Depending on our age - water makes up around 70-90% of our bodies and water molecules characterise the very structure of our DNA & genetic material. When we reflect upon the power and potential of water - we must also reflect upon our own power and potential. According to H.H. Mitchell, Journal of Biological Chemistry 158; the brain and heart are composed of 73% water, and the lungs are about 83% water. The skin contains 64% water, muscles and kidneys are 79%, and even the bones are watery: 31%.


Our world is made up of 71% water and when we are looking for life on other planets, the first thing we often look for is water.


There is arguably a strong case for the understanding of the impact of our collective consciousness on the structure, health and condition of our world. Our ability to look within ourselves, lends space to ourselves and in turn a greater capacity for care and custodianship for our planet.

What we consume, how busy we are and how we feel are all deeply interconnected. When the systems outside ourselves are invested deeply in swaying our purchases and how they relate to our state of consciousness, body, mind, spirit and interconnectedness with one another - it can often feel too difficult to resist or overcome. When the world’s problems feel bigger than us, when it feels like no one else cares or is doing anything positive or good in the world - it can often feel too difficult to resist or overcome.


Our focus on what we can do often lies in what we can ‘do’, of which resisting and overcoming are integrally related.


Through my work, I hope to inspire you to cultivate a different understanding of overcoming or resisting.
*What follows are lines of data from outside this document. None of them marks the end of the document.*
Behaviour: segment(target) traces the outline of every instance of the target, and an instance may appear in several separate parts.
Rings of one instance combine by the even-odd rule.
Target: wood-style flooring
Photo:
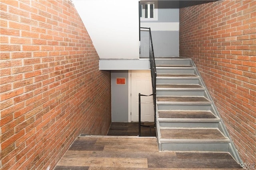
[[[159,152],[154,137],[80,136],[60,170],[241,169],[228,153]]]
[[[142,137],[155,137],[156,129],[154,122],[142,122]],[[138,136],[138,122],[112,122],[107,135],[108,136]]]

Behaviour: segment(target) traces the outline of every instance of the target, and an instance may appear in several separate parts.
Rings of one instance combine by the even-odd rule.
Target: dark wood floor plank
[[[102,150],[104,146],[95,146],[96,139],[91,139],[84,141],[81,138],[78,139],[72,144],[70,150]]]
[[[88,170],[89,166],[56,166],[55,170]]]
[[[141,127],[141,136],[155,137],[156,129],[154,122],[142,122],[142,125],[149,126]],[[138,122],[112,122],[108,136],[138,136],[139,135]]]
[[[242,169],[227,153],[159,152],[152,137],[80,137],[70,149],[55,170]]]

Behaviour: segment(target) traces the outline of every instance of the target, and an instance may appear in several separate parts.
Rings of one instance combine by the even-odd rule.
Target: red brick
[[[235,145],[239,146],[242,159],[255,159],[255,155],[253,157],[251,153],[247,153],[248,150],[253,150],[252,143],[255,143],[256,139],[251,135],[244,137],[240,134],[247,134],[249,131],[253,134],[256,131],[255,127],[249,125],[248,123],[252,115],[255,115],[256,109],[253,106],[256,104],[255,98],[249,91],[255,89],[254,85],[256,84],[255,61],[251,59],[255,60],[256,56],[254,41],[256,24],[253,21],[256,15],[253,9],[256,4],[253,1],[219,1],[214,6],[218,12],[213,12],[213,10],[207,6],[211,3],[215,2],[180,9],[180,55],[192,58],[198,67],[210,94],[217,99],[214,102],[218,110],[223,119],[228,120],[225,121],[226,125],[228,130],[232,131],[231,137],[234,139]],[[195,18],[195,12],[207,16],[203,19]],[[211,19],[214,20],[214,23]],[[218,35],[212,36],[213,33],[206,31],[206,29],[210,30],[209,24]],[[216,25],[220,27],[216,27]],[[201,41],[209,39],[210,42]],[[221,49],[218,48],[220,46],[224,48],[221,49]],[[198,47],[203,47],[204,49],[199,50],[196,48]],[[212,55],[213,50],[217,55]],[[217,59],[218,62],[214,62]],[[222,89],[218,84],[226,85],[226,89]],[[228,94],[225,92],[227,89],[230,90]],[[231,109],[236,114],[228,114]],[[242,113],[242,116],[240,113]],[[246,128],[240,125],[242,121],[246,122],[246,125],[244,126]]]

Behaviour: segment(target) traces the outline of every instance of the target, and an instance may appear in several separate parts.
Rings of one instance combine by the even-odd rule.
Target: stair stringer
[[[216,116],[220,119],[220,121],[219,122],[218,125],[218,129],[221,131],[224,134],[224,135],[226,137],[227,137],[229,139],[230,141],[230,143],[229,143],[229,152],[231,154],[231,155],[232,155],[232,156],[233,157],[237,162],[239,164],[243,163],[243,162],[242,159],[240,158],[240,156],[239,156],[237,150],[236,148],[236,147],[235,146],[234,142],[233,142],[231,137],[229,135],[229,133],[228,133],[228,130],[226,127],[226,125],[225,125],[225,123],[224,123],[222,119],[221,118],[221,116],[220,116],[220,114],[219,112],[218,111],[218,109],[217,109],[217,107],[216,107],[215,104],[214,104],[214,102],[212,100],[210,95],[210,94],[209,91],[207,89],[207,88],[204,84],[203,79],[202,78],[202,76],[201,76],[199,72],[197,69],[197,68],[196,67],[196,64],[192,59],[191,60],[191,63],[195,68],[195,71],[196,72],[197,74],[200,77],[200,79],[201,81],[202,85],[203,86],[203,87],[205,88],[206,94],[208,98],[210,99],[212,102],[212,108],[214,110],[213,111],[213,113]]]
[[[190,64],[193,66],[195,68],[195,74],[197,75],[199,77],[199,81],[200,84],[204,88],[205,88],[205,90],[204,90],[204,96],[205,97],[210,100],[212,102],[212,107],[211,107],[211,111],[212,113],[216,116],[216,117],[220,119],[220,121],[218,123],[218,128],[219,130],[221,132],[221,133],[224,135],[230,141],[228,143],[228,151],[230,154],[233,157],[234,159],[236,160],[236,161],[239,164],[242,163],[243,162],[241,159],[238,152],[236,147],[235,145],[233,142],[231,137],[230,137],[228,131],[226,129],[226,126],[224,123],[224,122],[223,121],[222,119],[221,118],[220,115],[218,113],[217,108],[216,107],[214,102],[212,100],[210,93],[209,93],[208,91],[207,90],[206,86],[204,84],[203,80],[201,76],[199,71],[198,71],[196,66],[195,64],[194,64],[193,61],[191,59],[187,59],[190,60]],[[162,150],[162,144],[160,142],[160,139],[161,138],[161,133],[160,132],[160,122],[159,121],[158,121],[158,117],[159,117],[159,114],[158,112],[158,104],[156,104],[156,137],[158,141],[158,149],[159,150]]]

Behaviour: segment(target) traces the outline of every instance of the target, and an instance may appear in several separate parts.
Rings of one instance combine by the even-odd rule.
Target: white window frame
[[[142,5],[145,4],[154,4],[154,18],[145,18],[145,10],[143,9]],[[140,8],[141,8],[141,12],[142,17],[140,17],[141,21],[157,21],[158,20],[158,3],[156,0],[141,0],[140,1]]]

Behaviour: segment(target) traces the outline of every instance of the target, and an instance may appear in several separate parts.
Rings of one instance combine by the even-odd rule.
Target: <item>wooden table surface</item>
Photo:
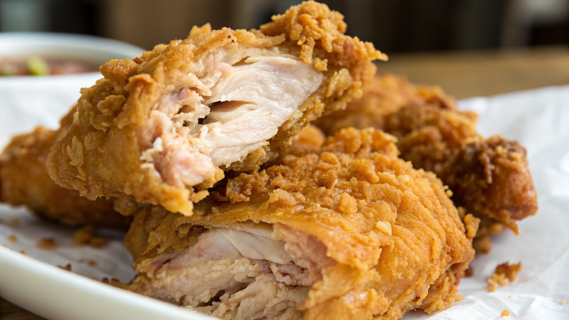
[[[569,47],[394,54],[378,67],[461,99],[569,84]],[[0,319],[43,318],[0,298]]]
One that is not rooted in the effort of holding, forcing and doing things outside yourself. But rather of turning inwards and allowing what already lives and breathes within ourselves, to express itself freely. To flow forth the different aspects of our beings and create the most vibrant tapestries of our expressions in this lifetime.


Expressions of great wisdom achieved through learning and healing from our most painful experiences. Capable of acting from places of connectedness and love for humankind and ourselves.
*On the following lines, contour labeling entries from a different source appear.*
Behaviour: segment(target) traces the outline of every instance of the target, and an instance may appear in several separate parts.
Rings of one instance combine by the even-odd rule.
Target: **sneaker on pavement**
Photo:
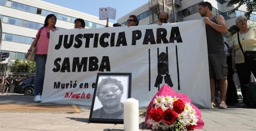
[[[220,103],[219,105],[219,108],[221,109],[226,109],[228,107],[228,106],[227,106],[226,104],[223,103]]]
[[[244,104],[243,102],[240,102],[240,103],[238,103],[236,104],[235,105],[238,106],[242,104]]]
[[[211,106],[212,108],[216,108],[216,104],[214,102],[211,102]]]
[[[41,102],[42,101],[42,100],[41,99],[41,97],[40,97],[40,95],[37,95],[34,97],[34,102]]]

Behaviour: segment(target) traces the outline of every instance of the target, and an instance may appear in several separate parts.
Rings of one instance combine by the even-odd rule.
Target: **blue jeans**
[[[42,94],[47,55],[36,55],[35,58],[36,72],[34,81],[34,96]]]

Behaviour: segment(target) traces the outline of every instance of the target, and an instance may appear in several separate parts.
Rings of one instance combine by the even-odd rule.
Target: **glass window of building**
[[[9,0],[6,1],[6,3],[5,3],[5,5],[7,7],[10,7],[12,6],[12,2]]]
[[[25,6],[25,10],[28,12],[30,12],[30,6],[28,5],[26,5]]]
[[[16,59],[16,52],[10,52],[10,59]]]
[[[74,23],[74,20],[76,20],[76,18],[75,18],[74,17],[71,17],[71,22],[72,23]],[[86,25],[86,24],[85,24]]]
[[[31,44],[31,43],[32,43],[32,38],[26,37],[26,39],[25,40],[25,43],[29,44]]]
[[[70,17],[68,16],[67,17],[67,21],[68,22],[71,22],[71,17]]]
[[[28,27],[30,28],[34,28],[34,23],[33,22],[29,21]]]
[[[13,35],[12,41],[14,42],[19,42],[19,35]]]
[[[22,22],[22,26],[27,27],[28,26],[28,21],[23,20]]]
[[[5,0],[0,0],[0,5],[4,5],[5,3]]]
[[[37,8],[36,10],[36,13],[38,14],[41,15],[41,12],[42,12],[42,9],[40,8]]]
[[[45,16],[47,16],[47,10],[42,10],[42,11],[41,12],[41,15]]]
[[[40,24],[39,23],[35,23],[35,25],[34,26],[34,29],[35,29],[38,30],[40,28]]]
[[[12,35],[9,34],[7,34],[5,37],[5,40],[8,41],[12,41]]]
[[[23,54],[22,53],[17,52],[17,57],[16,59],[21,59],[23,58]]]
[[[52,12],[51,11],[50,11],[49,10],[48,10],[47,11],[47,15],[50,15],[50,14],[52,14],[53,13],[53,12]]]
[[[19,42],[21,43],[25,43],[25,39],[26,37],[23,36],[19,36]]]
[[[19,19],[16,19],[15,21],[15,25],[19,26],[22,26],[22,20]]]
[[[62,18],[61,18],[61,20],[63,20],[67,21],[67,15],[62,15]]]
[[[92,23],[92,27],[93,28],[96,28],[97,26],[96,26],[97,24],[95,23]]]
[[[36,13],[36,8],[31,7],[30,7],[30,12]]]
[[[3,23],[8,23],[9,18],[8,17],[7,17],[4,16],[3,17],[3,20],[2,21],[3,22]]]
[[[12,17],[9,18],[9,24],[15,24],[15,18]]]
[[[88,27],[92,27],[92,23],[88,22]]]
[[[62,15],[60,13],[58,13],[57,16],[57,19],[59,20],[61,20],[62,18]]]
[[[3,36],[2,37],[2,40],[4,40],[5,38],[5,34],[3,33]]]
[[[22,4],[22,3],[19,3],[19,8],[18,8],[19,10],[24,10],[24,9],[25,8],[25,5]]]
[[[12,2],[12,8],[17,9],[18,7],[19,7],[19,3],[17,2]]]

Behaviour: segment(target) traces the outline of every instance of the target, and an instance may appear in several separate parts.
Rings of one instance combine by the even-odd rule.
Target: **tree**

Our actions do not need to be immense but rather through the actions of many, our impact will be.

Your actions don't need to be bigger than yourself - a simple smile to a stranger, a kind word to a friend, checking in with a struggling family member, picking up one or two pieces of litter when you see it. All these things flow easier when we do the inner play.
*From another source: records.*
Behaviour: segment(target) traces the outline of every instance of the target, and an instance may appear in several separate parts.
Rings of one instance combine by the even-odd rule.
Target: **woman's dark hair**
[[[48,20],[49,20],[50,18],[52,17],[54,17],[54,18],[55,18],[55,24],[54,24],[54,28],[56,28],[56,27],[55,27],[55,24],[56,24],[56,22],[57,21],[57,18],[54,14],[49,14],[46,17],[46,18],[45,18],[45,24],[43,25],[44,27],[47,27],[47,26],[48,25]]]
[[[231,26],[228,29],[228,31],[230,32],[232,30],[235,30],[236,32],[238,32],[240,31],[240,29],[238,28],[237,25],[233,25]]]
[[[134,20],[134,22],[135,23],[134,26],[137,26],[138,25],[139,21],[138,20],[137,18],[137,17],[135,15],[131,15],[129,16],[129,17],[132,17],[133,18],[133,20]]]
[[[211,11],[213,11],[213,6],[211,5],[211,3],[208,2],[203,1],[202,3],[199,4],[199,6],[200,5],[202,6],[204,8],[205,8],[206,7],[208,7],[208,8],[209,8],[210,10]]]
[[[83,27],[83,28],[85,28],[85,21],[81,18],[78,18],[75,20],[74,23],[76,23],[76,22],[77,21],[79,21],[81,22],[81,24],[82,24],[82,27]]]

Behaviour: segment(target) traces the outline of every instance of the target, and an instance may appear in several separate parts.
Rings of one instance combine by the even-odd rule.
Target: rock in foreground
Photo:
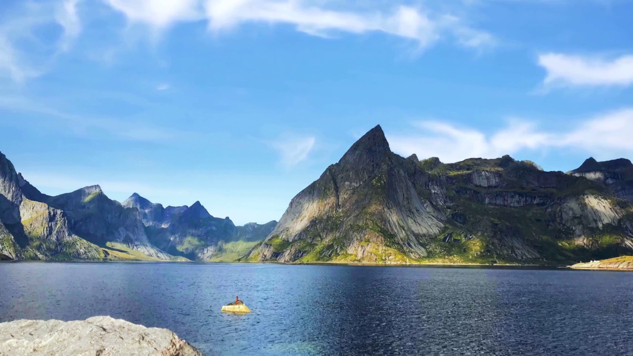
[[[56,355],[203,356],[166,329],[148,328],[110,317],[0,324],[0,356]]]
[[[577,269],[628,269],[633,270],[633,256],[576,264],[572,268]]]

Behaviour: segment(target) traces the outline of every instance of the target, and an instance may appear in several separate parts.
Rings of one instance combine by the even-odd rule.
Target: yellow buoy
[[[230,304],[222,307],[222,311],[227,313],[250,313],[251,310],[239,300],[239,296],[235,297],[235,301]]]
[[[233,304],[232,303],[231,304]],[[222,307],[222,311],[226,312],[227,313],[250,313],[251,310],[248,308],[248,307],[246,304],[239,304],[237,305],[224,305]]]

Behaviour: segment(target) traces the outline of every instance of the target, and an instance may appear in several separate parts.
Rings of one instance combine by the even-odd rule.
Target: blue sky
[[[236,224],[380,124],[442,162],[633,158],[633,1],[3,0],[0,150]]]

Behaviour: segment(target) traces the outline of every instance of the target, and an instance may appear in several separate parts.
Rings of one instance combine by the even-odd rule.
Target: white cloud
[[[82,0],[65,0],[58,6],[55,11],[55,20],[64,29],[64,35],[60,40],[60,47],[68,51],[72,43],[81,32],[81,22],[77,13],[77,4]]]
[[[195,134],[173,128],[162,127],[130,120],[93,117],[65,112],[47,106],[41,100],[20,96],[0,96],[0,109],[29,114],[14,125],[23,126],[26,120],[38,122],[29,125],[34,129],[61,129],[63,134],[77,136],[103,138],[110,137],[123,141],[165,143],[191,139]],[[51,122],[54,124],[50,125]]]
[[[491,35],[467,27],[459,18],[432,14],[421,8],[398,6],[391,11],[331,10],[318,0],[105,0],[132,22],[161,30],[182,22],[206,19],[212,30],[248,22],[285,23],[322,37],[338,32],[380,32],[417,42],[424,48],[448,35],[466,47],[494,43]]]
[[[316,141],[313,136],[285,135],[270,143],[270,145],[279,153],[281,163],[289,167],[307,158]]]
[[[547,71],[546,86],[621,86],[633,84],[633,55],[612,59],[544,53],[539,65]]]
[[[40,75],[81,32],[77,6],[81,0],[25,2],[0,23],[0,77],[18,83]],[[51,39],[42,26],[56,24],[63,34]]]
[[[0,34],[0,77],[5,77],[21,83],[25,79],[39,75],[37,71],[25,65],[11,42]]]
[[[532,123],[518,120],[490,134],[439,122],[420,122],[413,125],[422,129],[420,134],[387,136],[394,152],[439,157],[447,163],[554,148],[584,151],[596,157],[633,155],[633,109],[629,108],[592,117],[567,132],[539,130]]]
[[[105,0],[134,22],[146,23],[156,29],[175,22],[201,20],[199,0]]]

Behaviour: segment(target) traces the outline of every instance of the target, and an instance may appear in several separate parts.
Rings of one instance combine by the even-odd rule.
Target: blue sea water
[[[235,295],[253,310],[220,312]],[[208,355],[633,355],[633,273],[0,264],[0,322],[110,315]]]

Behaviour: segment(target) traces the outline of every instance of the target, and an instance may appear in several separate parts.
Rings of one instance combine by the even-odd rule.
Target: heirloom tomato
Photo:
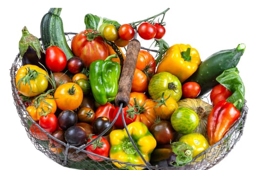
[[[45,51],[45,64],[52,71],[62,71],[67,62],[66,55],[59,47],[51,46]]]
[[[75,35],[71,41],[71,49],[75,55],[81,58],[85,67],[98,59],[105,60],[108,56],[106,43],[98,32],[86,29]]]
[[[151,39],[156,34],[156,27],[149,22],[141,23],[138,27],[138,34],[139,36],[145,40]]]
[[[201,91],[201,87],[197,82],[186,82],[182,85],[182,97],[183,98],[196,98]]]
[[[149,129],[157,119],[154,111],[155,102],[148,98],[144,93],[133,92],[130,93],[129,102],[139,113],[135,121],[142,122]]]
[[[154,107],[155,113],[162,120],[170,120],[172,114],[178,108],[178,105],[174,98],[169,96],[164,97],[164,94],[158,100],[154,100],[156,105]]]
[[[104,27],[103,35],[107,40],[114,41],[118,38],[118,31],[115,25],[108,24]]]
[[[171,122],[178,133],[185,135],[192,133],[199,124],[197,114],[186,107],[178,108],[171,117]]]
[[[44,114],[55,114],[57,110],[57,104],[53,96],[49,94],[41,94],[35,98],[31,102],[37,109],[37,113],[41,116]]]
[[[168,144],[177,135],[169,120],[160,120],[153,124],[149,129],[158,144]]]
[[[57,129],[58,118],[53,113],[41,116],[39,125],[48,133],[53,133]]]
[[[96,140],[90,145],[89,145],[85,148],[85,150],[91,153],[94,153],[102,156],[108,157],[109,154],[110,146],[109,142],[103,136],[98,136],[97,135],[94,135],[91,136],[88,140],[87,143],[91,142],[96,138],[97,138],[95,139]],[[98,156],[88,153],[87,153],[87,155],[89,158],[96,161],[100,162],[104,160],[104,158],[100,158]]]
[[[75,110],[83,100],[83,92],[75,83],[67,83],[59,85],[54,93],[58,107],[62,110]]]
[[[178,78],[166,71],[154,74],[148,85],[148,92],[154,100],[159,99],[164,93],[165,97],[171,96],[176,102],[181,98],[181,83]]]
[[[147,91],[148,82],[155,71],[156,61],[153,55],[146,51],[140,50],[132,84],[132,91]]]
[[[129,41],[133,38],[135,31],[133,27],[129,24],[124,24],[120,26],[118,30],[119,36],[124,40]]]
[[[38,66],[24,65],[19,68],[16,74],[16,87],[25,96],[37,96],[47,88],[48,76],[47,72]]]

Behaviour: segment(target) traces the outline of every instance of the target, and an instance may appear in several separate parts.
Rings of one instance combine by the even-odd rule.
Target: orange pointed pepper
[[[207,134],[210,145],[220,141],[240,115],[234,104],[221,101],[213,108],[208,117]]]

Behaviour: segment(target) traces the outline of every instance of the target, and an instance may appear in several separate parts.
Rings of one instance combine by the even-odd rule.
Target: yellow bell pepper
[[[200,55],[196,49],[188,44],[177,44],[167,50],[157,73],[169,72],[182,83],[197,70],[200,63]]]
[[[145,160],[149,162],[151,153],[157,146],[157,141],[149,132],[147,127],[140,121],[134,121],[128,125],[127,129],[133,140]],[[110,134],[110,151],[109,157],[118,161],[136,165],[145,165],[141,157],[129,138],[125,129],[113,130]],[[118,168],[126,170],[140,170],[143,167],[131,166],[113,161]]]

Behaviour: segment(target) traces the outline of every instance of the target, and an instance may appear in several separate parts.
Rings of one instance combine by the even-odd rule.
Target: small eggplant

Not necessarily because the actions become easier themselves, but because we become better equipped with a tool kit of compassion, empathy and understanding. Tools that we are only able to truly and genuinely apply in situations where other's are trying our patience - once we have applied them to our own wounds and hurts.


I believe that if each human on the planet was to commit to doing their own inner play - I know most of our society's ills would slowly but surely receive the attention they are so desperately calling for.

By taking the time to be present with ourselves, to listen to what our experiences have taught us and what it has to say, to give ourselves the space to hear our own heart and explore our soul. To soften in the face of the need to close ourselves off to protect ourselves. It is the easiest and greatest way to overcome the constant onslaught of hopelessness we face each and every day. Our greatest journey from here will be to cultivate the strength of softness in our hearts, our being and our experience.


Given that everything on earth is based on water and liquid, I say with confidence that we need to place much more awareness and attention on the water we consume, the water that we are and the way that water is affected on our planet. To understand deeply how we can affect and are affected by external forces as beings of immense power made predominantly of water. Our very existence depends on it. I am confident we will rise to the occasion.